Come un giovanotto di 85 anni, P. Dalla Valle
Padre Vittorino Dalla Valle ha festeggiato il suo 85° compleanno il 24 ottobre. Quando gli chiedo di raccontarmi un po' della sua vita, lui inizia con il salmo 71: "Sono apparso a molti quasi come un prodigio". Padre Vittorino, nato a Dueville, è l'ultimo di otto fratelli e l'unico rimasto in vita. Da bambino era fragile e malaticcio, tanto che la mamma Ortensia lo portava dai frati di Thiene per farlo benedire. Ma aveva una grande forza d'animo e un carattere tenace.
"Non torno più!"
Un giorno, con un amico di casa, va all'oratorio per vedere le diapositive di un missionario che lavorava in Alaska. Da quel momento ha un'illuminazione: "Anch'io mi faccio missionario!". L'amico, che conosceva il servo di Dio, gli rispose: "Ti porto io a Vicenza da p. Uccelli".
Era il 1° settembre 1937 e Vittorino, accompagnato dal fratello Benvenuto, entra dai missionari saveriani di Vicenza. L'impatto con la vita in istituto è traumatico. Resta sconvolto dal silenzio che regnava in refettorio, nei cameroni, nei corridoi, tanto che dopo tre giorni va in crisi e decide di tornare a casa.
Prima di partire però, il prefetto lo accompagna da p. Uccelli, che non è per niente meravigliato della sua scelta e gli dice: "Vai pure a casa, ma tornerai". Vittorino risponde: "Non torno più!". Qualche giorno dopo, a casa, decide di tornare in istituto. Vedendolo, p. Uccelli gli dice: "Sapevo che saresti tornato".
Gli studi durante la guerra
Per due anni Vittorino resta a Vicenza ed è entusiasta dello spirito missionario che dominava. Infatti, alcuni missionari in partenza per la Cina passavano da Vicenza per imbarcarsi a Venezia e creavano tra gli apostolini un fervore e un fascino particolari per la vita missionaria.
Da Vicenza Vittorino va a Grumone (CR) per altri tre anni. A quell'epoca era rettore p. Dante Battaglierin, reduce dalla Cina, il quale ha saputo infondere negli apostolini uno spirito missionario profondo. Da lì va a S. Pietro in Vincoli (RA) per il noviziato e dopo un anno fa la professione religiosa.
Era l'anno 1943, in piena guerra. Era difficile proseguire gli studi, ma Vittorino, un po' a Piacenza e un po' a Parma, riesce a finire il liceo.
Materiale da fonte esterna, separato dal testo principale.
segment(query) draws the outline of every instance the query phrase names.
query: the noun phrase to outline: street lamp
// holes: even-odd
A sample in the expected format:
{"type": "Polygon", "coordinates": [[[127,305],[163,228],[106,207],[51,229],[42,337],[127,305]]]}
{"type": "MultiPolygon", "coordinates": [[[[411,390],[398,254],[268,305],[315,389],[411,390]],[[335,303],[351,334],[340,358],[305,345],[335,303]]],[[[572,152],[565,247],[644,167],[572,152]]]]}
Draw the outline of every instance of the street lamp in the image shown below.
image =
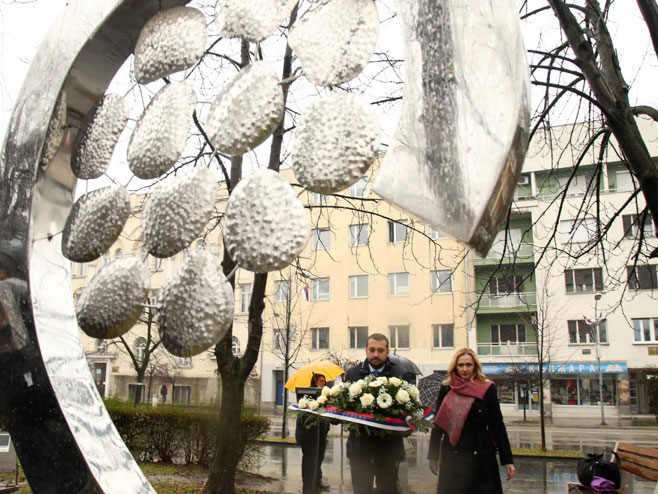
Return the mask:
{"type": "Polygon", "coordinates": [[[605,412],[603,409],[603,374],[601,373],[601,338],[599,334],[599,326],[603,321],[605,321],[605,318],[602,314],[597,316],[599,300],[601,300],[601,294],[597,293],[594,295],[594,319],[585,317],[585,322],[590,325],[590,327],[594,330],[594,334],[596,335],[596,362],[598,363],[599,367],[599,404],[601,405],[601,425],[607,425],[605,423],[605,412]]]}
Poi inizia la teologia a Parma, ma l'ultimo anno passa di nuovo a Piacenza, dove è ordinato prete il 25 marzo 1950.
La partenza per la missione
Padre Vittorino aveva il fuoco dentro, un desiderio ardente di partire subito per la missione. Dopo ripetute insistenze, il superiore generale di allora p. Giovanni Gazza gli manda una lettera, da lui ricevuta il 3 dicembre 1951. Gli comunica che sarebbe partito per il Pakistan Orientale. Così, il 3 luglio dell'anno dopo s'imbarca a Genova con p. Antonio Alberton, p. Albino Tessaro e p. Mario Chiofi, il primo gruppo guidato da p. Dante Battaglierin. Sbarcano a Bombay, in India, il 23 luglio; il 1° agosto 1952 dall'India passano in Pakistan, accolti dai salesiani. Inizia l'avventura bengalese.
L'impatto è stato forte: la povertà, la lotta tra musulmani e hindu, la lingua, il sovraffollamento, il clima insopportabile e altro ancora. Ma nonostante tutto, con l'aiuto di Cristo, è riuscito a superare tutte le difficoltà.
Con la Panda bianca
Padre Vittorino inizia a parlare un po' di bengalese e dopo pochi mesi gli viene assegnata la missione di Shimulia, con 12 villaggi e circa duemila cristiani. Lavora in Bangladesh 15 anni. Poi viene richiamato in Italia, proprio a Vicenza, per fare l'economo, un incarico durato dieci anni. Dopo un intervallo di tre anni a Zelarino, torna ancora a Vicenza dove risiede tutt'ora.
Qui p. Vittorino ha sempre svolto un lavoro intenso di animazione missionaria nelle parrocchie, nelle scuole, con i gruppi missionari. È il "direttore spirituale" di tanti fedeli che lo stimano e gli vogliono bene. Ancora adesso, con i suoi 85 anni, p. Vittorino viaggia con la sua Panda bianca tra una parrocchia e l'altra, instancabile... come un giovanotto.